Creating a sense of place
Architecture should contribute positively to its environment, whether through assimilation or juxtaposition, or somewhere in between. The relationship between a building and its context is crucial to the success of architecture.
Frank Lloyd Wright said, “No house should ever be on a hill or on anything. It should be of the hill. Belonging to it.” It is equally true to say that any house, whether located on a hillside or not, should be ‘of its site and its context’. This in turn requires a thorough understanding of the proposed site.
In the early stage of the design process, many architects will spend as much time as possible on your site. This enables them to get a more heightened sense of the place together with a greater understanding of the physical conditions. Orientation to the sun is key. There will be views that need to be framed, prevailing winds to be protected against, neighbours to be respected and outdoor spaces that you will want to enjoy.
Another aspect to be fed into the early process is the ‘bigger picture’. What is the history or cultural significance of the site, the town and even the wider region? Sometimes this will spark an idea that can become an underlying design concept.
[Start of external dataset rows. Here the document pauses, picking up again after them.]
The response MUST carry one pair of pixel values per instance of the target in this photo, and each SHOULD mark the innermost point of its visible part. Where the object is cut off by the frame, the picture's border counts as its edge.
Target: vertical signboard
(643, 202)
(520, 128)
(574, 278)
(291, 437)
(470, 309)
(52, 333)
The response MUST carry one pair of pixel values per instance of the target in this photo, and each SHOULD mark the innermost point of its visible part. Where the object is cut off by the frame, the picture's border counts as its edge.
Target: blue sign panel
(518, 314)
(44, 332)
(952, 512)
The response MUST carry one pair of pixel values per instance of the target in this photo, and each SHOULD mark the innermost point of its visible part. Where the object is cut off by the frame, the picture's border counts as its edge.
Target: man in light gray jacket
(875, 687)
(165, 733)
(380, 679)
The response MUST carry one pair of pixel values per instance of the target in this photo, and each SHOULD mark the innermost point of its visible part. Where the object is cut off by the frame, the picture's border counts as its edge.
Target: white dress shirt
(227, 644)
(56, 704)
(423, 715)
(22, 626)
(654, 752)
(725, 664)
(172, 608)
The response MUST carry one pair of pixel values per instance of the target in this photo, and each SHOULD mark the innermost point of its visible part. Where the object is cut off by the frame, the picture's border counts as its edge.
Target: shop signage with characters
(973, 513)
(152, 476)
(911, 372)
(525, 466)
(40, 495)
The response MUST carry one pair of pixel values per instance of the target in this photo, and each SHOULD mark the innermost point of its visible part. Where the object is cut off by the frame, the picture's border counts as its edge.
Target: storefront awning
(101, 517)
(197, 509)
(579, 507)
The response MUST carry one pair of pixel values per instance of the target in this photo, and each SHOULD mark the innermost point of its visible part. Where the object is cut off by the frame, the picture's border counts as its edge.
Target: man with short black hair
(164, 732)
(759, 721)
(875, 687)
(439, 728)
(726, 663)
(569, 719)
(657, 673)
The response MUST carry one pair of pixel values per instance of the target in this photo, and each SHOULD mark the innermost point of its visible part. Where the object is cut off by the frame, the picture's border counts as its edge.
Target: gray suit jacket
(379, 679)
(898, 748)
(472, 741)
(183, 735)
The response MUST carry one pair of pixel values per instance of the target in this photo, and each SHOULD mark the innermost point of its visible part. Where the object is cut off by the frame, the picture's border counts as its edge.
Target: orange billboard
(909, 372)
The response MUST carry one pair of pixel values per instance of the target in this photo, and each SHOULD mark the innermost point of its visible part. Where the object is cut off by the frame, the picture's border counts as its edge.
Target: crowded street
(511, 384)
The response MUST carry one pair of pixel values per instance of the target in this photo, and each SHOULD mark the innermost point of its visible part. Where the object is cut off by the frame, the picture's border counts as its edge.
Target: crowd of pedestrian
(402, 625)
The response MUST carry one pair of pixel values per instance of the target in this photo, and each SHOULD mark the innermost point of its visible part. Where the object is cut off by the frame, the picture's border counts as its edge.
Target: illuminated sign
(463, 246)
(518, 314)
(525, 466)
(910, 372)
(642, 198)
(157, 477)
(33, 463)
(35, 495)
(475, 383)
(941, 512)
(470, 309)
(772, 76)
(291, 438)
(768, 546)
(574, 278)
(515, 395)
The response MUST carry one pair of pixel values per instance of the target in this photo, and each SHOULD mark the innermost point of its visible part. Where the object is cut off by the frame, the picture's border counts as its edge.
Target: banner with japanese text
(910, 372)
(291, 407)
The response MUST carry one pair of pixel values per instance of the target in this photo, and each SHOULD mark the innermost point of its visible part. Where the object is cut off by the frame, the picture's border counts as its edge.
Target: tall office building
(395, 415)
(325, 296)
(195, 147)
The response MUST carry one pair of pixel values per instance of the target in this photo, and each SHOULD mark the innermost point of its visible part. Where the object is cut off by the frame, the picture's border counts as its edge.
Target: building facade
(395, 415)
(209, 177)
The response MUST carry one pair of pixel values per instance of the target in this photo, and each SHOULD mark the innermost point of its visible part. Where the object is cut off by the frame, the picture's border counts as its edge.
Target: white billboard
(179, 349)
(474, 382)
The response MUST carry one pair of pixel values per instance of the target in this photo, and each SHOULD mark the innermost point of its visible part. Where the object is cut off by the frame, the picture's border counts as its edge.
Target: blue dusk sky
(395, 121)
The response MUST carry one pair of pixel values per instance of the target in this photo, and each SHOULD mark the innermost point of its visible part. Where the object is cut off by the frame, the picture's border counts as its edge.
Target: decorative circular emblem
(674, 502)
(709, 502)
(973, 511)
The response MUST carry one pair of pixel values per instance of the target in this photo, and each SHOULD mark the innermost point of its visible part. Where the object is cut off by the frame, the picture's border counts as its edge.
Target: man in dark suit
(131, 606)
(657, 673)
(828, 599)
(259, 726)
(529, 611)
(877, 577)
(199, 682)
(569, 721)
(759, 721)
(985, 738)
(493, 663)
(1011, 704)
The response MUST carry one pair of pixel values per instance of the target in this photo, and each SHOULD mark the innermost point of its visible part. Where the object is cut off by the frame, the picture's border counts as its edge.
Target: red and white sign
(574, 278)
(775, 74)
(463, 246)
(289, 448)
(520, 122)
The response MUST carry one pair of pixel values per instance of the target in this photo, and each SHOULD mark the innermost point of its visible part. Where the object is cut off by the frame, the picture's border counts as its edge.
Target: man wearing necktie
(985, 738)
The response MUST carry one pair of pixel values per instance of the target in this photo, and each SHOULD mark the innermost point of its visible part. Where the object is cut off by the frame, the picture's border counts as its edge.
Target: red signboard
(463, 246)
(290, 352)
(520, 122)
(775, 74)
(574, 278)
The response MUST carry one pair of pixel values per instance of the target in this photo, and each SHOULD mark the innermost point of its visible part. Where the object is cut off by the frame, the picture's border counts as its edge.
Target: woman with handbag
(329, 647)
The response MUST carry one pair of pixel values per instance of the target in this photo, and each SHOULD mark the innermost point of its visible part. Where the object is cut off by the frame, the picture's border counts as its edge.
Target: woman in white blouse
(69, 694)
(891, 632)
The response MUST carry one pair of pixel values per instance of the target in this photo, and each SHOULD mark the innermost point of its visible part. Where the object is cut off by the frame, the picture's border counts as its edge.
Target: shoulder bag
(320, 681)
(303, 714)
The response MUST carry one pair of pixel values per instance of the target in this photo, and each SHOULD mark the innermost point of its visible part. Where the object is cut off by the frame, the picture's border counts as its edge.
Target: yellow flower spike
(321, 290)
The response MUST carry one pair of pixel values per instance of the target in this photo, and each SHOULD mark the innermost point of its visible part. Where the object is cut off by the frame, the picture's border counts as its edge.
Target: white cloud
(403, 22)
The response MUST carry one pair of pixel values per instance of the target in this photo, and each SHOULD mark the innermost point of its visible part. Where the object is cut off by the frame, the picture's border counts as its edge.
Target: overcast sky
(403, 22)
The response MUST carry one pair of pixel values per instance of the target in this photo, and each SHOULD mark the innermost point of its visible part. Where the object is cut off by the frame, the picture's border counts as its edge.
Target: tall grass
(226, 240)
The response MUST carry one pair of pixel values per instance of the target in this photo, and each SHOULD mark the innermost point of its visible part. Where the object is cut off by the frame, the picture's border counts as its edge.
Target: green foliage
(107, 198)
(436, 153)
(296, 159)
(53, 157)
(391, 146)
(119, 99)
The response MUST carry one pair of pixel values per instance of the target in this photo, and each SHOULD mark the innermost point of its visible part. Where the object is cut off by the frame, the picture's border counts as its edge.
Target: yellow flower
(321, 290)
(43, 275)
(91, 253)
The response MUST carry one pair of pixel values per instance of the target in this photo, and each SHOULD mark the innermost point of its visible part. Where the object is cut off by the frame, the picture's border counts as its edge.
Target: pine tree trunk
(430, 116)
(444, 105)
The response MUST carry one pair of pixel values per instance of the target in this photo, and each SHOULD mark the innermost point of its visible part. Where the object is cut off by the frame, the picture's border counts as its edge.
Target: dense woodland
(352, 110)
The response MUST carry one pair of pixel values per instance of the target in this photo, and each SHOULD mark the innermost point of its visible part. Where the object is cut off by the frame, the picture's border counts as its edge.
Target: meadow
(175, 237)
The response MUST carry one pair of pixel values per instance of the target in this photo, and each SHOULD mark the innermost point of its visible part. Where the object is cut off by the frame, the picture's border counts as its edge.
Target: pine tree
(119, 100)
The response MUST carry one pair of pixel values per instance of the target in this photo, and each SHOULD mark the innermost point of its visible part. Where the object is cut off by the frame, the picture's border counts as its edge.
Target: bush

Beyond these more practical considerations, the design could be influenced by historical, family and cultural connections. It may be connected to a desired lifestyle — a passion for the ocean, lakes, mountains or rivers, suburban or urban contexts — all of these can have an influence.
If these references lead you to a more personal connection with the project, it’s likely the process of creating your new home will be a far more enriching experience.
The architect’s challenge is to create new forms of expression that capture both the users and the observers. This allows the built form to express meaning and provide ownership. You will experience a sense of belonging and ultimately, delight by living in and using the property.
Expressing the abstract
Exploring the design idea leads to consideration of materials, proportion and the effect of light, space, volume and texture. Both as an object and something meaningfully integrated into its landscape, the built form results in experiences and memories that give rise to delight.
Contemporary art is often a reinterpreted expression of the abstract in colour, form and meaning. Similarly, contemporary architecture allows for this reinterpretation to be explored by restraining the conventions of traditional built forms, then reconsidering them in ways that allow new styles of building to arise. Ideally these re-expressions of the built form also constitute a new art form.
This could be derived from the locality, based on local building types or the site. Alternatively it could spring from an idea meaningful to a place, something in the history or a passion that you or somebody in your family has — perhaps a connection to work, the family or a hobby. In any event, form provides what architects term ‘an expression of space.’ The totality is a manipulation of:
Shape, materials and texture.
Rhythm, proportion and volume.
Solidity, openness and void.
Colour, light and dark.
Enclosure, exposure and security.
This refers to the applied use of various materials in the construction of a building. The importance of materiality runs parallel with space and form. The choice and eventual selection of materials can fundamentally change the feeling and mood of a building. This is where we determine what you see, touch and feel, how you interact with the building. Perhaps more than any other aspect, materiality is what consciously influences our connection to a building or a space.
By comparison the more ‘conceptual’ aspect of architecture is harder to define. Ultimately where the material and the conceptual intersect is the place where successful architecture is born. Material surfaces activate the senses and so form our experiences. We ‘receive’ these experiences through a combination of sight, sound, smell and touch. A ‘live’ space with many hard surfaces provides a difference experience to exactly the same form but with carpeted or upholstered surfaces.
This manipulation goes well beyond the selection of timber versus concrete or paint versus wallpaper. Material selections will evoke different responses from each occupant of a building. These will interweave with formal and spatial cues, resulting in that unique moment of architectural experience.